Μαγνητοϋδροδυναμική μελέτη περιστρεφόμενων αστέρων νετρονίων

Abstract

We compute relativistic polytropic models as well as models obeying realistic equations of state, of rotating neutron stars. The purpose of this study is to calculate significant physical quantities of a neutron star, in the case of hydrostatic equilibrium, rigid and differential rotation, as well as in the case of a magnetic neutron star with both poloidal and toroidal components. A short description of the numerical treatment has as follows. First, we solve the Oppenheimer-Volkov system of differential equations. This system refers to hydrostatic equilibrium of non rotating polytropic models. Then, solid rotation is added as a perturbation, according to Hartle’s perturbation and corrections to mass and radius are calculated, as also corrections due to spherical and quadrupole deformations. In addition a third order perturbation in angular velocity, Ω, is implemented.
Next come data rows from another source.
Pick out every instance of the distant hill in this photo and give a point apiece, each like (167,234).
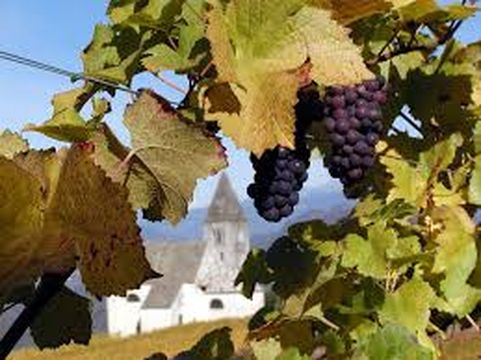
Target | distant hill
(326,204)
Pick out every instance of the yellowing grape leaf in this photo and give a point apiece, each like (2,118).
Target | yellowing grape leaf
(94,212)
(66,123)
(109,154)
(410,306)
(261,125)
(260,47)
(347,11)
(416,181)
(169,155)
(11,144)
(181,57)
(21,218)
(66,318)
(370,256)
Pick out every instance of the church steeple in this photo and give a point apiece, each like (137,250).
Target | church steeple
(227,240)
(224,205)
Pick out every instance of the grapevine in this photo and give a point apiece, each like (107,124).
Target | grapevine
(343,81)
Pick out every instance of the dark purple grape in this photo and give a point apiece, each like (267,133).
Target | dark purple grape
(283,152)
(372,138)
(338,102)
(368,161)
(286,175)
(297,167)
(340,114)
(281,164)
(372,85)
(380,97)
(330,124)
(293,199)
(337,140)
(353,137)
(355,160)
(342,127)
(362,112)
(281,200)
(345,163)
(354,123)
(286,210)
(351,96)
(362,148)
(377,126)
(347,149)
(375,114)
(366,124)
(268,203)
(272,214)
(355,174)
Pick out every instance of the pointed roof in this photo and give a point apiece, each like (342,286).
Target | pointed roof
(225,205)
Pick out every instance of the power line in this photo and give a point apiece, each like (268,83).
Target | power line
(7,56)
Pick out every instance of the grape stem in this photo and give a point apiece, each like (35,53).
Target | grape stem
(411,122)
(412,47)
(49,286)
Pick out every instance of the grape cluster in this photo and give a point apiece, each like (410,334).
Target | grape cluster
(280,173)
(353,120)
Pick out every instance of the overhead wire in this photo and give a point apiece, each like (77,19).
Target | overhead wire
(74,76)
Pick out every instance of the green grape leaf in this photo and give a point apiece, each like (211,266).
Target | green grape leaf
(347,12)
(448,95)
(415,182)
(254,270)
(182,57)
(292,354)
(121,10)
(65,318)
(66,123)
(456,257)
(267,349)
(393,342)
(154,14)
(11,144)
(94,212)
(114,55)
(409,306)
(260,50)
(158,136)
(475,183)
(369,256)
(215,345)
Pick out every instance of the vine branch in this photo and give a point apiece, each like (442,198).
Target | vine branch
(411,47)
(49,286)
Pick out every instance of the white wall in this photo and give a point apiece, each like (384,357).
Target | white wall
(194,305)
(155,319)
(122,316)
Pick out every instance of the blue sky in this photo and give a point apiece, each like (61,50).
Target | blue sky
(55,31)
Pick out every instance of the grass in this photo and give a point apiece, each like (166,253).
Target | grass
(464,346)
(170,341)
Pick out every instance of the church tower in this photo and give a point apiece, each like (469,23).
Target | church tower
(227,240)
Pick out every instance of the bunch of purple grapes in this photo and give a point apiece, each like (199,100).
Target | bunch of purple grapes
(353,120)
(280,173)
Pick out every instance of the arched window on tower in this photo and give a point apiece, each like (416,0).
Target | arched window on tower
(218,236)
(133,298)
(216,304)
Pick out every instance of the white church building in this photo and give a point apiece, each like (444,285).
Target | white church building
(198,281)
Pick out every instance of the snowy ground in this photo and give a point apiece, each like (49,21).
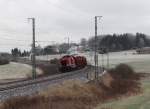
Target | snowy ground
(140,63)
(16,70)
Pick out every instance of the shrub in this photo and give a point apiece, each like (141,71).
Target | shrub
(4,61)
(123,71)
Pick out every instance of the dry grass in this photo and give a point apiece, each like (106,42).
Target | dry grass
(76,95)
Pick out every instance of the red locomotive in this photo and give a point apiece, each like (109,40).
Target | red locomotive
(70,62)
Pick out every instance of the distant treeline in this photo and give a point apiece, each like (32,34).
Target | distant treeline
(119,42)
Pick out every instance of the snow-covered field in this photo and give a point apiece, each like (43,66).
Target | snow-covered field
(140,63)
(16,70)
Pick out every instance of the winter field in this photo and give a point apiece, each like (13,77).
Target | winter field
(15,71)
(139,62)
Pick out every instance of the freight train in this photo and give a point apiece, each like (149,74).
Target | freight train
(70,63)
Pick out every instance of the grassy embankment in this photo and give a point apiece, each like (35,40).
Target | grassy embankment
(119,82)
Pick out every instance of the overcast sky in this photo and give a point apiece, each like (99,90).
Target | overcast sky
(57,19)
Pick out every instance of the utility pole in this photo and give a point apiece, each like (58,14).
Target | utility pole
(68,43)
(96,48)
(33,58)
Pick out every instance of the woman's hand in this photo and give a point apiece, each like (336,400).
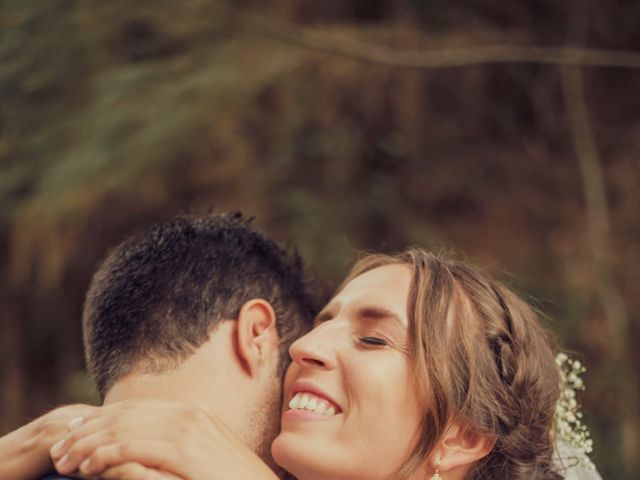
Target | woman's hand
(183,440)
(24,453)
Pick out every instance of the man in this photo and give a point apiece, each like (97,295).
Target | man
(199,310)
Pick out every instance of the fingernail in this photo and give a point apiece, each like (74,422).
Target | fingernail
(60,465)
(84,466)
(56,450)
(76,422)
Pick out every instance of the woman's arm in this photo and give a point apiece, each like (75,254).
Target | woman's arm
(24,453)
(183,440)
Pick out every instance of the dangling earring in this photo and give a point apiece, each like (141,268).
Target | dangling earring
(436,475)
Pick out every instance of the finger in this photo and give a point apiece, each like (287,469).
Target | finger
(135,471)
(111,425)
(63,447)
(154,455)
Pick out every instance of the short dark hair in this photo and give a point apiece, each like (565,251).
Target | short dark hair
(157,296)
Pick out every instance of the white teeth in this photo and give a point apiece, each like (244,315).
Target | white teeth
(313,403)
(321,408)
(307,401)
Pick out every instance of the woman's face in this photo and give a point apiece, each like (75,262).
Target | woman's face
(350,403)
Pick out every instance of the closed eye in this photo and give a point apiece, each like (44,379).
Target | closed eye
(322,317)
(374,341)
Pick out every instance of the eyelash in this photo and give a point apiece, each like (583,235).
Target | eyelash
(373,341)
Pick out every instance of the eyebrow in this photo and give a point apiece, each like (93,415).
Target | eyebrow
(379,313)
(368,313)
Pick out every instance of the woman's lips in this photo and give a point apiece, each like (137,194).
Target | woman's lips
(310,398)
(309,402)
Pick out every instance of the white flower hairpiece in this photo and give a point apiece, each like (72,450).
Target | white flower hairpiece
(568,417)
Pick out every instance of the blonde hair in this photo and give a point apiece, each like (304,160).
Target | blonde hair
(482,358)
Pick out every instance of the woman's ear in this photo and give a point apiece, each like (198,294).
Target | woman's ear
(459,448)
(257,336)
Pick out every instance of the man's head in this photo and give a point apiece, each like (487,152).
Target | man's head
(201,307)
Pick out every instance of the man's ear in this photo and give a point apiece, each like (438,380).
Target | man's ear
(459,447)
(256,335)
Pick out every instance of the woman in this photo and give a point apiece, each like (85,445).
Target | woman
(418,368)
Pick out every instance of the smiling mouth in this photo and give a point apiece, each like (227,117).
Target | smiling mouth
(313,403)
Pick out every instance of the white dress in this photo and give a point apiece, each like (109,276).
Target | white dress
(572,465)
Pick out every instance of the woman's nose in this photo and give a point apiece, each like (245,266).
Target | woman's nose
(316,349)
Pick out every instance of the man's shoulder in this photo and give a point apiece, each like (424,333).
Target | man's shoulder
(55,476)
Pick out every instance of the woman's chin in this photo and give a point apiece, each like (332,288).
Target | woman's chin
(303,458)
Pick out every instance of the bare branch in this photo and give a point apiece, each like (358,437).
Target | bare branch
(440,58)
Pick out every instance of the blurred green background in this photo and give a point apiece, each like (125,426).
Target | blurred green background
(329,123)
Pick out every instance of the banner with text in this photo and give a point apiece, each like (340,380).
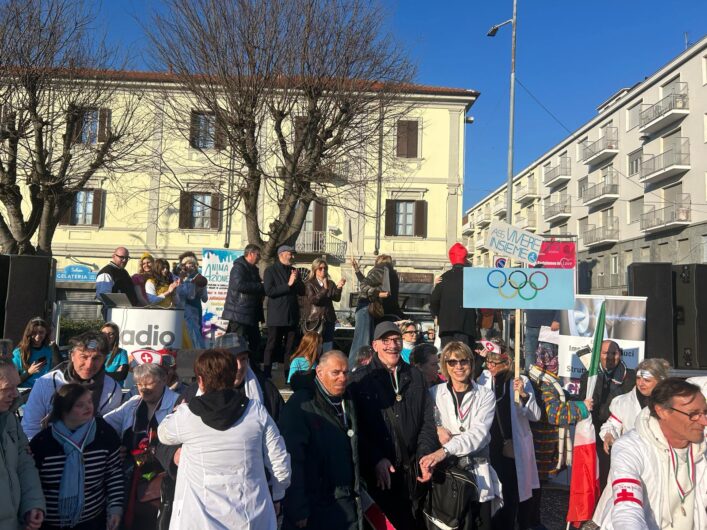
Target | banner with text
(216,267)
(518,288)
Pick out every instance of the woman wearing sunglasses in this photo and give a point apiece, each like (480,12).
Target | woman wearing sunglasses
(464,413)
Angular momentum, J, moment of inertia, I, rotational kinetical energy, T, and gravitational potential energy, W, are quantites that are significally corrected by the third order approximation. Differential rotation is assumed that (i) obeys a specific law, or (ii) follows as a result of the solid rotation and radial oscillations combination; our purpose is the calculation of the main physical quantities that are altered by differential rotation. In the second part the effect of magnetic field is studied, which consists of a poloidal and a toroidal component. The Ioka-Sasaki perturbation (IS) is implemented. This problem is described by the quantification of the flux function ψ, which comes as a solution of the Grad-Shafranov (GS) differential equation. Then the components of the magnetic field and the quadrupole deformation of the star are calculated. This method is also a perturbative method similar to Hartle’s perturbation method. Having calculated models of rotating neutron stars, as also various models of magnetic fields, we can compose our results and determine models of neutron stars with zero deformation, the equalizers, these are neutron stars that are rotating and also have a magnetic field in a way that they, rotation and magnetic field, produce equal but opposite geometrical deformations in the shape of the star.